Considérant que cette nouvelle déclaration était intervenue plus de deux mois après après la publication du jugement d’ouverture, le juge-commissaire l’a rejetée pour la part excédant la première déclaration de créance, soit la somme de 2 318,93 euros.
Par requête reçue le 23 juillet 2024 au greffe du tribunal judiciaire de Nancy, M. [Z] a présenté une requête en relevé de forclusion auprès du juge-commissaire et, par ordonnance du 21 novembre 2024, ce dernier a déclaré le requérant [Y] pour participer aux répartitions et dividendes à hauteur de la somme de 2 318,93 euros.
Toutefois, alors qu’aucune demande n’avait été formée en ce sens par le créancier, et statuant par conséquent ultra petita, le juge-commissaire a 'prononcé’ l’admission de celui-ci pour participer aux répartitions et dividendes à hauteur de la somme de 77 406,14 euros.
Selon l’article R621-21 du code de commerce, le recours contre l’ordonnance du juge-commissaire statuant sur une requête en relevé de forclusion, qui n’est soumis à aucun régime dérogatoire, est exercé devant le tribunal ayant ouvert la procédure collective, le jugement rendu sur ce recours étant seul susceptible d’appel.

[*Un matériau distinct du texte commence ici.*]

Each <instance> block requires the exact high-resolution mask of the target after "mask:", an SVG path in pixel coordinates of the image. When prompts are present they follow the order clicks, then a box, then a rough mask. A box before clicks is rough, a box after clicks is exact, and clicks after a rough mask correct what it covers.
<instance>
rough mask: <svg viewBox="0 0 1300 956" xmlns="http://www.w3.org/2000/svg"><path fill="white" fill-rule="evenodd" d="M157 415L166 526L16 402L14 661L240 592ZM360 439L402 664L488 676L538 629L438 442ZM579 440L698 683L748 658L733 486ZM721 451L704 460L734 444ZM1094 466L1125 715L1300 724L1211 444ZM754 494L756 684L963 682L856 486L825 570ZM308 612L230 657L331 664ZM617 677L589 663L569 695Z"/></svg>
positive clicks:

Il en résulte que ne pouvait être porté directement devant la cour d’appel le recours formé contre l’ordonnance du juge commissaire de la procédure de liquidation judiciaire ouverte à l’égard de la société Eaux 'Iris en date du 21 novembre 2024 qui a déclaré M. [Z] [Y] pour participer aux répartitions et dividendes à hauteur de 2 319,93 euros mais prononcé son admission pour participer aux répartitions et dividendes à hauteur de 77 406,14 euros alors qu’aucune demande d’admission de créance n’avait été formulée devant le juge-commissaire.
L’appel formé à l’encontre de cette ordonnance doit donc être déclaré irrecevable.
Il convient d’ordonner l’emploi des dépens en frais privilégiés de procédure collective.
PAR CES MOTIFS,
La cour statuant par mise à disposition de l’arrêt au greffe de la cour, par arrêt réputé contradictoire rendu en dernier ressort, après en avoir délibéré conformément à la loi,
DECLARE l’appel formé par Maître [F], ès qualités, à l’encontre de l’ordonnance rendue le 21 novembre 2024 par le juge-commissaire de la procédure de liquidation judiciaire de la société Eaux 'Iris, irrecevable.
ORDONNE l’emploi des dépens en frais privilégiés de procédure collective.
Le présent arrêt a été signé par Monsieur ThierrySILHOL Président de la cinquième chambre commerciale à la Cour d’Appel de NANCY, et par Monsieur Ali ADJAL, Greffier auquel la minute de la décision a été remise par le magistrat signataire.